À cet égard, il est à noter que plusieurs pays ont mis en place, selon l’avis du CESE, des mesures fiscales et douanières sur l’exportation/importation de ce type de déchets, afin de constituer la masse critique/les quantités nécessaires pour l’établissement de projets de recyclage des DEEE, garantissant leur viabilité et leur rentabilité, tout en interdisant l’importation de déchets n’ayant pas de valeur ajoutée locale pour cette activité économique. En outre, l’exportation empêche de tirer parti du potentiel économique important offert par le recyclage des DEEE au niveau national.

En effet, un kilogramme de cartes électroniques comme déchets ne vaut que 5 à 6 dirhams pour les professionnels marocains du recyclage/exportateurs, alors que son prix peut atteindre parfois des centaines d’euros sur le marché européen, ce qui représente une perte considérable pour les acteurs et l’économie nationale dans son ensemble. Il est à noter que le continent africain est l’une des principales destinations des DEEE provenant d’Europe et des États-Unis. Ces déchets y sont souvent brûlés dans des décharges sauvages pour en extraire le cuivre et le réexporter.
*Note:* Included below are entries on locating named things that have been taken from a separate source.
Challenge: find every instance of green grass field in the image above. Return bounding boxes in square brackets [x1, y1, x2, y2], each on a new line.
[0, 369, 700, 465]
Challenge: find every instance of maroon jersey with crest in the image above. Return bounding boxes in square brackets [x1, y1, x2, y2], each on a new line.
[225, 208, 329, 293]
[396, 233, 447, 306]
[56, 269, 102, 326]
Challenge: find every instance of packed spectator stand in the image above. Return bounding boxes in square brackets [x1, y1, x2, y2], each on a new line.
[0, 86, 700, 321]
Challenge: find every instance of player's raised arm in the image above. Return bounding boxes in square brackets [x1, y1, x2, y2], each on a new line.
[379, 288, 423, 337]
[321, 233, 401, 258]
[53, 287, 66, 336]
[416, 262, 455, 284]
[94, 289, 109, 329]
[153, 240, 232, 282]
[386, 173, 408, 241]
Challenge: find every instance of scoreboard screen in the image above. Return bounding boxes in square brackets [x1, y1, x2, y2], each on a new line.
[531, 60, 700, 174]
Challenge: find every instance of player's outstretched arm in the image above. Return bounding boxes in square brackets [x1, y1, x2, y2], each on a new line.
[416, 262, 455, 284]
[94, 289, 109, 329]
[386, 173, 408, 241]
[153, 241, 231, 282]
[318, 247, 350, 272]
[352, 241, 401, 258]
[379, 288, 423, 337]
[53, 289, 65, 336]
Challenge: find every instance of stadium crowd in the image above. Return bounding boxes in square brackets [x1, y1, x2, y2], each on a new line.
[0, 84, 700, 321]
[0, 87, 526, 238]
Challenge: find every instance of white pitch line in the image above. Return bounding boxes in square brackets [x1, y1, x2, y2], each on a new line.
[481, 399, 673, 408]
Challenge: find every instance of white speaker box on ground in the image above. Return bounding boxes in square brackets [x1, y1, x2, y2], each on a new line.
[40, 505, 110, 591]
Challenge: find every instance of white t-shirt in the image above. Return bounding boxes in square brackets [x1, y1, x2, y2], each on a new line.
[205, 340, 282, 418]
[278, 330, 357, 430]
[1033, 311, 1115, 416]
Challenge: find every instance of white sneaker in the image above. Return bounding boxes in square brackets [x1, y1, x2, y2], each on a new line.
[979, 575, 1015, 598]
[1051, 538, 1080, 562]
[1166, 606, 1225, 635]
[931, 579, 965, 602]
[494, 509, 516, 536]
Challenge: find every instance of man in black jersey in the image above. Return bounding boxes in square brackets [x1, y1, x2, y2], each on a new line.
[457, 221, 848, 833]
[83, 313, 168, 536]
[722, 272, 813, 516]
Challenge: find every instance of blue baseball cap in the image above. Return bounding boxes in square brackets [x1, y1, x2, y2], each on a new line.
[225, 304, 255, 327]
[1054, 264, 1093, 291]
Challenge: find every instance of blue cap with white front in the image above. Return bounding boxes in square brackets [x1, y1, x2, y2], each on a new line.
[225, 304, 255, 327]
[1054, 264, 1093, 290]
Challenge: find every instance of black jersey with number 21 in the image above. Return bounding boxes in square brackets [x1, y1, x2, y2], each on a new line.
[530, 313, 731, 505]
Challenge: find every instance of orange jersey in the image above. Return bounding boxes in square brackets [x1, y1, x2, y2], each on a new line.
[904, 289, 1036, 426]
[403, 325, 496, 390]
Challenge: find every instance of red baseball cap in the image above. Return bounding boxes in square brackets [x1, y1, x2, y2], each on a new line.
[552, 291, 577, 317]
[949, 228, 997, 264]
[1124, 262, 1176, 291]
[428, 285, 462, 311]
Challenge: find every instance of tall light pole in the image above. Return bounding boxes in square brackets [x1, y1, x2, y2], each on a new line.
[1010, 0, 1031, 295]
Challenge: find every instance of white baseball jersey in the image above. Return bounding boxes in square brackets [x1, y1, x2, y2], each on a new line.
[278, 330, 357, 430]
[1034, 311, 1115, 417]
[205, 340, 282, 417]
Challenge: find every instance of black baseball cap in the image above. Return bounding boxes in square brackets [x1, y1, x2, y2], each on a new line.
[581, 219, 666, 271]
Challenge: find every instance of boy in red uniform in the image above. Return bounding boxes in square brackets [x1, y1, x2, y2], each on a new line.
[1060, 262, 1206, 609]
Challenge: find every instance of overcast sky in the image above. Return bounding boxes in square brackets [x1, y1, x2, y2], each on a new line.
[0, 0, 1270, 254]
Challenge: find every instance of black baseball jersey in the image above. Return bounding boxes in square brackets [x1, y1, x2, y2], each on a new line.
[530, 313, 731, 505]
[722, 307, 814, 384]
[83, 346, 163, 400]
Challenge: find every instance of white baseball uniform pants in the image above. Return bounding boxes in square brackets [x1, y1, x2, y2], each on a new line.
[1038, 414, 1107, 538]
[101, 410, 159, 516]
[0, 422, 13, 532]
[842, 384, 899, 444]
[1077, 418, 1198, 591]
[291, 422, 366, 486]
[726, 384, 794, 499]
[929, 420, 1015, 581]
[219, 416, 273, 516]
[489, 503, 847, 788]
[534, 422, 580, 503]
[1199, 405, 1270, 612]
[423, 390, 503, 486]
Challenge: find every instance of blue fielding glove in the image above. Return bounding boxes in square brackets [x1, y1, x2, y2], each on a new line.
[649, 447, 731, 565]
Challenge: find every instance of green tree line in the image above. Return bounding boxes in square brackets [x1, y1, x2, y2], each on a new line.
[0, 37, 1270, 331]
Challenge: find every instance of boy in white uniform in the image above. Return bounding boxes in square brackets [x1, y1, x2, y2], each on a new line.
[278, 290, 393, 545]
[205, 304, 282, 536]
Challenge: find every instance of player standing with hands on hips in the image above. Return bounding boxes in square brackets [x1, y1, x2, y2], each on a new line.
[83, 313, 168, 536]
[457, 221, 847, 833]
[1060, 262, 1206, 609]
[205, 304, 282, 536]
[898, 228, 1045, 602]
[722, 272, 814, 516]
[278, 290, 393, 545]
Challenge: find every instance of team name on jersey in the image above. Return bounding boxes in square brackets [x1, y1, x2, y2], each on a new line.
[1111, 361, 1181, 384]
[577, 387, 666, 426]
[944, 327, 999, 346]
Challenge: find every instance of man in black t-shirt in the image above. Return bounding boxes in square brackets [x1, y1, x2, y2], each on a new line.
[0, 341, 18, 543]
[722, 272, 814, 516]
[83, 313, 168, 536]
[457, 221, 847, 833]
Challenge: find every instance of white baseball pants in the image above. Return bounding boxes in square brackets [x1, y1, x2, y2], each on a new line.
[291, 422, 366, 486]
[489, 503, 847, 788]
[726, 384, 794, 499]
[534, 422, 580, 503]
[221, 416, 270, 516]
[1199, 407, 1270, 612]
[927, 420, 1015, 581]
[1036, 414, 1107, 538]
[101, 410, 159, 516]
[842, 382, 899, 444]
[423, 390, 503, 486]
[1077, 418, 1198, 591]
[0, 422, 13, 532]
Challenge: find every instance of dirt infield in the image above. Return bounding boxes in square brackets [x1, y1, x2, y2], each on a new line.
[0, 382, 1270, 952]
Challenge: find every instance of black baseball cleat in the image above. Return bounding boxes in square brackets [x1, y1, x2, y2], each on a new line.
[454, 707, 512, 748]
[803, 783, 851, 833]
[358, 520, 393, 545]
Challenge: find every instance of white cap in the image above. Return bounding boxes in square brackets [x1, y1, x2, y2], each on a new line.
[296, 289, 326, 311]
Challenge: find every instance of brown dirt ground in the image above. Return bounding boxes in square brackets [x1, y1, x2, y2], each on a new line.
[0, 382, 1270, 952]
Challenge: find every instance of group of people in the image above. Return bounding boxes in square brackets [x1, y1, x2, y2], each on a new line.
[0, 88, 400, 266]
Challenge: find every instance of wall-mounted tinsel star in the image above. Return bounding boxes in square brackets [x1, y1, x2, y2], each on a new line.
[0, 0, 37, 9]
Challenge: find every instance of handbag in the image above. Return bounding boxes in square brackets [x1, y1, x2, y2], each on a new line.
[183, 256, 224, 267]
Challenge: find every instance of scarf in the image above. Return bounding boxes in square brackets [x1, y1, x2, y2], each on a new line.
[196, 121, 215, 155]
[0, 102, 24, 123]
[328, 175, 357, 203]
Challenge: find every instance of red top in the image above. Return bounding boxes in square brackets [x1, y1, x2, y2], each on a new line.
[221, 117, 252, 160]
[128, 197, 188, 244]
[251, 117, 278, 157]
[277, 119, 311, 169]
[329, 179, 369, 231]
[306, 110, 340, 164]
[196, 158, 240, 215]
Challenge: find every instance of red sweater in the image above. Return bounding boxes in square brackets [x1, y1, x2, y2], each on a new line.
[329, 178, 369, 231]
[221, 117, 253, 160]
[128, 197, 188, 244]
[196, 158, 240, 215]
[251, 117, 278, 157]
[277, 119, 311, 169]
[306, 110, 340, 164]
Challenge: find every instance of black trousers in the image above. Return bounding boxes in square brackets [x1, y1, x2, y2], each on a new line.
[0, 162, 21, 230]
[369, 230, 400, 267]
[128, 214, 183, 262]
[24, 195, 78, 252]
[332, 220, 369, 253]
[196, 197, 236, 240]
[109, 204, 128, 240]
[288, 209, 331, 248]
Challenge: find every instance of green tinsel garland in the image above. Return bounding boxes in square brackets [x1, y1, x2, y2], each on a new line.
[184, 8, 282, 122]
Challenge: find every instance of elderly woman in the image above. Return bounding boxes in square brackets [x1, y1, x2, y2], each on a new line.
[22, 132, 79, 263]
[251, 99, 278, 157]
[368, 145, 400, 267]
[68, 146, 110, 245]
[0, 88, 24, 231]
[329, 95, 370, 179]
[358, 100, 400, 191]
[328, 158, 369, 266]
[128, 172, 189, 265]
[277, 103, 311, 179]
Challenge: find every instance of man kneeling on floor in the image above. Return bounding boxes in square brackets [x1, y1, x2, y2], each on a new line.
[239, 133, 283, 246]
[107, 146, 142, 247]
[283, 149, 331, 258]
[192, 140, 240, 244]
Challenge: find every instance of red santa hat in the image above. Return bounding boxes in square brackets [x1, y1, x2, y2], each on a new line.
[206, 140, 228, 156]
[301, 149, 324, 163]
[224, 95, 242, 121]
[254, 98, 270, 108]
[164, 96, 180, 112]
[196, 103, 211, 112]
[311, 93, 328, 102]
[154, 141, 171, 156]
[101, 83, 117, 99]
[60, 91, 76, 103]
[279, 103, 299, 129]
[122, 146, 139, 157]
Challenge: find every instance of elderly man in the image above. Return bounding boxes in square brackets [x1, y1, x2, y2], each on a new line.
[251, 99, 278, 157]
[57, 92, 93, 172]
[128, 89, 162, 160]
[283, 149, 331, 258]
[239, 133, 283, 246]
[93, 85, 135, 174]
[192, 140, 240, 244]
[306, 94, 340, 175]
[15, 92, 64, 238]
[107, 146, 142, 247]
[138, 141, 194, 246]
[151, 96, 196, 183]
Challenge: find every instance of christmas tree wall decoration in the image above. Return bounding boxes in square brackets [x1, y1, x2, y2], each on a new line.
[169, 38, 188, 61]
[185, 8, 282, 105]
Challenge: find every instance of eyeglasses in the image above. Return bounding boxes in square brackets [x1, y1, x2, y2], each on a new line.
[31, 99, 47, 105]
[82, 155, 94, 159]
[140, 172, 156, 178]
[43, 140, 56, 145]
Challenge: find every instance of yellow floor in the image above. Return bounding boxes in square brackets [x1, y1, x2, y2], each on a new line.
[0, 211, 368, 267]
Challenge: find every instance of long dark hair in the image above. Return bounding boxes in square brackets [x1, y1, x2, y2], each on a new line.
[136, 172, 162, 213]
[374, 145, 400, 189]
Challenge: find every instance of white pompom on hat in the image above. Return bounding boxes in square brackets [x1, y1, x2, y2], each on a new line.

Au niveau national, afin de réduire les impacts négatifs des DEEE en général et des batteries en particulier, leur recyclage est devenu une nécessité urgente, compte tenu de la prolifération de petits appareils électroniques et de la prédominance des activités informelles. Le domaine de la gestion et du traitement des DEEE comprend des activités informelles qui, selon les acteurs consultés, représentent environ 70% du marché, en plus d’un secteur organisé composé d’acteurs du recyclage, de grossistes et d’intermédiaires formels soumis à l’impôt professionnel unifié (Patente).